こちらもダボ穴の跡やボンド、ダボにくっついて表面が剥がれた跡などありますので、こちらも桐の突板を貼っていきます。
使用する部分、見える部分は綺麗にしていきます。
画像のように貼っていきます。
貼る前にボンド跡や汚れ、べニアの剥がれ微妙な凹凸をサンダーでならします。
ならした跡の粉をよくふき取ってからボンドを塗ります。
ボンドを塗ります。
圧着してボンドが固まるのを待ちます。
天板の裏もダボ穴や、取り外す時に剥がれたりして見栄えが悪いので新しい材を貼ります。
天板裏に新しい材を圧着させています。
ダボ穴開け
フラッシュ構造(中が空洞)なので、元々のダボ穴がある位置にしか下地がないので、元穴をそのまま利用します。

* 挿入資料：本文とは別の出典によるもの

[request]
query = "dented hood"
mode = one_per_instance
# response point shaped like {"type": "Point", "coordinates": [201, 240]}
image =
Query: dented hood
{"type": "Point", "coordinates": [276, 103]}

ダボ穴にダボマーカーを入れて、取り付ける脚を上に載せます。
マーカー中心が尖っているので、取り付けたい脚に印に穴が開き、それを中心として穴をかることで、綺麗なダボ接ぎが出来ます。
仮組
天板が汚れていたので、表面を少し削り着色しました。
脚の塗装
見本から選んで頂いた色で着色しています。
ウレタン塗装
ウレタンを吹いていきます。
天板を支える脚の着色とウレタン吹きが終わりました。
本体のウレタンを吹いていくのですが、塗りたくない箇所に養生します。
ガラス部分も養生します。
表面を耐水ペーパーで磨きます。
表面の汚れや傷んだ塗膜をならします。
耐水ペーパーをかけることで、細かく表面が荒れますので、ウレタンのノリがよくするためでもあります。
天板の裏にウレタンを吹きました。
ウレタン吹き、一度目は乾くとガサガサします。
それを耐水ペーパーで磨きます。
背板、天板、本体、など、新しく貼った箇所から最初にウレタンを吹きました。
下段本体をウレタン吹き。
引き出しや扉もウレタンを吹き付けました。
ウレタンが乾いたので、外した扉や金具を取り付けました。
天板と製作した天板を支える脚、背板を入れて本組しました。
ダボ穴と接地面にボンドを塗りハタガネやクランプで圧着しています。
ガラスの汚れ落とし
ガラスも汚れていたので、ガラスの裏、表、ともに磨いて綺麗にします。
綺麗になりました。
タワミ防止
テレビを置くスペースの背板が、かなり大きいサイズの合板を使用したので、フカフカするので、後ろからタワミ防止で真ん中に角棒を取り付けました。
T字金具で持たせています。
ほぼ仕上がりですが、これからDVDプレーヤーを収納するための棚を製作。
DVDプレーヤーを収納する為の棚の製作
まず、棚を作る元の台が水平かどうか確認。
奥行方向、幅方向ともに許容範囲で水平でした。
棚に使用する材料は、
脚:パイン集成材の3cm
棚板:パイン集成材2.5cm
部材をカットして仮置きした状態。
こんな感じで取り付けます。
左右の脚は横にビス止めするので問題はないのですが、真ん中やや左に取り付ける脚は写真の場所の下に下地があるので、ダボ接ぎで止めます。
下地の場所を構造から情報を読みとって割り出します。
白テープで囲った場所に下地があると思われます。
棚の脚にダボ穴を開けます。
開けたダボ穴にダボマーカーを入れます。
下地のある場所に上から真っすぐに押し付けます。
するとダボマーカーの跡がつきます。
これを中心に穴を開けるとダボ接ぎがうまくいきます。
ダボ位置だけ正確でも、ダボ接ぎはうまくいきません。
ダボが真っすぐ入らなければ、相手の穴に入らないからです。
ですので、写真のようにダボマーカーで小さい穴の印をつけたのを基準とします。
8mmのダボを入れるのでドリルビットは8mmを使用します。
中に入ってる金具に8mmの穴が開いている
この金具の穴に突っ込んで穴を開ければ、スペーサーガイドの役割をして、真っ直ぐな穴を開けやすいです。
ダボ穴が開きました。
もし、下地がなく空洞の場合は、途中から手ごたえがなくなります。
しっかり手ごたえがあるまま穴が開きましたので、下地があったことの証です。
実際にダボを入れ、仮組します。
ダボがいい感じに入りました。
こうやってつけることで、この脚がフカフカすることはなくなります。
ボンドだけでもいいかもしれませんが、このほうがより安心です。
ホールソーと言う刃物を使い穴を開けます。
棚を取り付けてからえは、穴を開けずらいので、この段階でDVDプレーヤーの配線穴を開けます。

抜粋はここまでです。